But DePaul is more than just Reed and Moore. There is 6-9 junior Jaylen Butz, who is averaging 10.4 points a game, veterans Jalen Coleman-Lands and Devin Gage, who is tied for the team lead with 10 steals, and the freshman tandem of Romeo Weems and Markese Jacobs.
The 6-7 Weems, the reigning BIG EAST Freshman of the Week who is averaging 9.2 points a game, was named Michigan’s Mr. Basketball last season while the 5-11 Jacobs had originally committed to Kansas before opting for DePaul. Not exactly the type of recruits you’d have associated with the Blue Demons in the past.
But wait, there’s more.
“What I’m trying to do is to grow that depth even more in terms of minutes,” Leitao said. “We have (6-4 freshman) Oscar Lopez, who I like a lot but has played very sparingly until the last game. So we’d like to integrate him into our lineup even more. And (6-10 freshman) Nick Ongenda we like a lot as well. So we’re still growing but how we utilize that bench of ours and our depth moving forward is our next challenge.”
Actually the Blue Demons’ next challenge will be Saturday when they travel to Massachusetts to square off with 4-1 Boston College, another big road test just as Iowa was two weeks ago.
“We know it’s not going to be an easy game going into Boston College,” Moore said. “So we just have to lock in defensively and offensively and hopefully we come out with the win.”
It was pointed out to Leitao that the last DePaul team to begin a season 5-0 was the 1986-87 team that featured Rod Strickland.
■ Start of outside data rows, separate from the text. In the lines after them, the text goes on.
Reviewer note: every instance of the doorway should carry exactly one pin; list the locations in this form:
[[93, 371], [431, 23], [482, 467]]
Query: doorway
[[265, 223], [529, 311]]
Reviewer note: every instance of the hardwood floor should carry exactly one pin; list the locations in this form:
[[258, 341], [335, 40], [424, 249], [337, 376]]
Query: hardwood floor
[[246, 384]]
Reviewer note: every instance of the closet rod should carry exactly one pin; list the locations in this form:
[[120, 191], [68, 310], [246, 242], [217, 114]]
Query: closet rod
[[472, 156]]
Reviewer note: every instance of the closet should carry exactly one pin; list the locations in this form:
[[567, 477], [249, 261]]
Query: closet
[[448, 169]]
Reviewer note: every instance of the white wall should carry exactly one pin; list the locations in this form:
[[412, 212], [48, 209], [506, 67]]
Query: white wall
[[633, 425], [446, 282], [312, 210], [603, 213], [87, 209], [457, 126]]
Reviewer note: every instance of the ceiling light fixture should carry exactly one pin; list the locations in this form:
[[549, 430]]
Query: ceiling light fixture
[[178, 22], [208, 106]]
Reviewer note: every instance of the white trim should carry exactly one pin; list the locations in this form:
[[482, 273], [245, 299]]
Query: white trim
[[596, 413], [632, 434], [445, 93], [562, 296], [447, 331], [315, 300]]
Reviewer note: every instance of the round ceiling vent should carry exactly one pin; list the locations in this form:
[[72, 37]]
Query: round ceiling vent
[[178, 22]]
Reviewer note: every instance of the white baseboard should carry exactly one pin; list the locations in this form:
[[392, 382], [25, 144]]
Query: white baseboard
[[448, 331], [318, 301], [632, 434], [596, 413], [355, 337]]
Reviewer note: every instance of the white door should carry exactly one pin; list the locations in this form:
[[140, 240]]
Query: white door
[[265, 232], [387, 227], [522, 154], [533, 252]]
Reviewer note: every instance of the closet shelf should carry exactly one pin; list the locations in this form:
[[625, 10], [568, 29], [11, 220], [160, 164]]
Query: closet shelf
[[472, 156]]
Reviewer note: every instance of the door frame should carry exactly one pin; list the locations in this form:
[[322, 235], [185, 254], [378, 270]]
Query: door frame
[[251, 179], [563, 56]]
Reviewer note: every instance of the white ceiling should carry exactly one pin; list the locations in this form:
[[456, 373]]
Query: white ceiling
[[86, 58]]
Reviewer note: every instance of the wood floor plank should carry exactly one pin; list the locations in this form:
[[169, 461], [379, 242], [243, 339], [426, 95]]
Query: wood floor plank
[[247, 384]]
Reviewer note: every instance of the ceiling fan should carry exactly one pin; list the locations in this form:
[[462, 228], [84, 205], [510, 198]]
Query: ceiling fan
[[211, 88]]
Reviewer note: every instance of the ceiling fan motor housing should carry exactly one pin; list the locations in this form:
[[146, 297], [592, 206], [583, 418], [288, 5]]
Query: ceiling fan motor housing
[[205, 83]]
That team not only made the NCAA Tournament but it reached the Sweet 16. No pressure, coach, but can this team possibly follow a similar path?
“What you’re asking me to do is to order a meal at the restaurant before I’ve even driven to the place,” Leitao said laughing. “So I’m just going to keep my daily GPS about what we got to do, the lefts and the rights and the highs and the lows and the quick turns. We’ve got to concern ourselves with that. This team hasn’t been to that place so we can’t look at the menu yet and figure out what we’re going to order. Our November and December schedule will test us mightily and we may or may not come out of that unscathed. But we’ve set our sights on where we got to go and we have to drive at the right speed to get us there.”
Moore said regardless of what occurs this weekend and the rest of the season, the one thing this DePaul team wants to avoid is getting too high off of the wins and too low with the losses.
“We try to stay even keel throughout the season,” Moore said. “It’s a long season. We started off 5-0 which is great but we have to keep it going. I feel like we have a great talent level and a great team and I feel if we keep playing consistently the way we’ve been playing then I think the sky’s the limit for us. But we know we just have to stay locked in on the next task at hand.”
And if the Blue Demons do that enough, and the wins continue to come their way, perhaps some space on the back pages of Chicago newspapers as well as some air time on local newscasts will follow. Move over Bears, Bulls and Blackhawks.
“We hope so but we have to get better every day in order for that to happen,” Leitao said. “If we do that the rest will take care of itself. This has always been a great basketball town so they’ll support us, whether it’s newspapers or television, when they know that it’s time to. I’ll embrace it if and when it happens but we have to do this on an everyday basis first.”